Daniel Vorcaro é preso em nova fase da Operação Compliance Zero

Daniel Vorcaro é alvo de decisão do STF e volta à Superintendência da Polícia Federal em São Paulo; investigação aponta fraudes bilionárias, intimidação e lavagem de dinheiro


O banqueiro Daniel Vorcaro, proprietário do Banco Master, foi preso novamente nesta quarta-feira (4) durante a terceira fase da Operação Compliance Zero, conduzida pela Polícia Federal. A prisão ocorreu em São Paulo, onde ele foi encaminhado à Superintendência da corporação.
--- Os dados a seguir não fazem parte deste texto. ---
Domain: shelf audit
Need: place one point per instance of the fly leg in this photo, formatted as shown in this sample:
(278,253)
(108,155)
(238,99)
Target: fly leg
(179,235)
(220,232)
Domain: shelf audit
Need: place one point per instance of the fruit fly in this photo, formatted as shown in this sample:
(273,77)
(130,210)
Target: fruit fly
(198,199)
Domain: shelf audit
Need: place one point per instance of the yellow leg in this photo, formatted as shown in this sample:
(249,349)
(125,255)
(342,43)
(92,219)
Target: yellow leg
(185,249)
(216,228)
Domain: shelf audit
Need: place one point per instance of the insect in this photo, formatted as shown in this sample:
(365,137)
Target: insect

A nova etapa da investigação apura um esquema bilionário de fraudes financeiras, além de possíveis crimes de ameaça, corrupção, lavagem de dinheiro e invasão de dispositivos informáticos. A medida foi autorizada pelo ministro André Mendonça, do Supremo Tribunal Federal, que assumiu a relatoria do caso no mês passado.

Além de Vorcaro, o cunhado dele, Fabiano Zettel, também foi alvo de mandado de prisão preventiva e se apresentou à Polícia Federal. Ao todo, a operação resultou na expedição de quatro mandados de prisão preventiva e 15 mandados de busca e apreensão. Também foram determinadas ordens de afastamento de cargos públicos e o sequestro e bloqueio de bens que podem chegar a R$ 22 bilhões. As medidas atingem investigados nos estados de São Paulo e Minas Gerais, e as apurações contam com apoio do Banco Central do Brasil.
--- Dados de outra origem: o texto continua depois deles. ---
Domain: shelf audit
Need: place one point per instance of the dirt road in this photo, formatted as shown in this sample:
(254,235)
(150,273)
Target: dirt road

Venda de títulos falsos e falhas de controle

De acordo com a Polícia Federal, o núcleo investigado estaria envolvido na venda de títulos de crédito falsos, gerando prejuízos expressivos no mercado financeiro. O nome da operação, Compliance Zero, faz referência à suposta ausência ou falha de mecanismos internos de controle nas instituições investigadas, o que teria facilitado práticas como gestão fraudulenta, lavagem de dinheiro e manipulação de mercado.
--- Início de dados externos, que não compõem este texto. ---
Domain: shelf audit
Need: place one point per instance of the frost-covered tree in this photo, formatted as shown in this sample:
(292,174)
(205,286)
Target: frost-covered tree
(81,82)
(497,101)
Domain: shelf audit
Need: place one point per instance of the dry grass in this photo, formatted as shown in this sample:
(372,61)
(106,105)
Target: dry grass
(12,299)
Os investigadores também apontam que o grupo teria estruturado um sistema paralelo de vigilância e coerção para proteger seus interesses empresariais.


Suspeita de intimidação contra jornalistas e ex-funcionários

Segundo a decisão judicial, foram identificados indícios de que Daniel Vorcaro teria ordenado a adoção de medidas intimidatórias contra jornalistas, ex-empregados e concorrentes empresariais considerados prejudiciais aos interesses do conglomerado financeiro.

A Polícia Federal afirma que existia uma estrutura interna denominada “A Turma”, que teria como objetivo a obtenção ilegal de informações sigilosas e a intimidação de críticos. Na decisão que autorizou a nova prisão, o ministro André Mendonça menciona a emissão de ordens diretas que poderiam configurar obstrução da Justiça.


Histórico da investigação

Vorcaro já havia sido preso em novembro do ano passado, na primeira fase da operação, quando tentou embarcar para a Europa em um avião particular no aeroporto de Guarulhos, na Grande São Paulo. Na ocasião, a Polícia Federal sustentou que havia risco concreto de fuga. Posteriormente, ele foi solto mediante medidas cautelares, incluindo o uso de tornozeleira eletrônica.

Com os novos elementos apresentados na investigação, o Supremo Tribunal Federal autorizou novamente a prisão preventiva do banqueiro.


Defesa nega irregularidades

Em nota, a defesa de Daniel Vorcaro afirmou que o empresário sempre esteve à disposição das autoridades e que colaborou de forma transparente desde o início das investigações. Os advogados negaram categoricamente as acusações atribuídas a ele e declararam confiar que o esclarecimento completo dos fatos demonstrará a regularidade de sua conduta, reiterando confiança no devido processo legal e no funcionamento das instituições.


CPI do Crime Organizado

Vorcaro era aguardado para prestar depoimento à CPI do Crime Organizado, em Brasília, nesta quarta-feira. No entanto, ele já havia indicado que pretendia comparecer apenas à Comissão de Assuntos Econômicos do Senado. Na terça-feira (3), o ministro André Mendonça decidiu que a presença dele na CPI seria facultativa.


Investigação continua

A terceira fase da Operação Compliance Zero amplia o foco sobre movimentações financeiras e a possível atuação de organização criminosa no setor bancário. O bloqueio bilionário de bens busca interromper a circulação de ativos vinculados ao grupo investigado e preservar valores que possam estar relacionados às práticas ilícitas apuradas.

As investigações seguem sob supervisão do Supremo Tribunal Federal e podem resultar em novos desdobramentos nos próximos dias.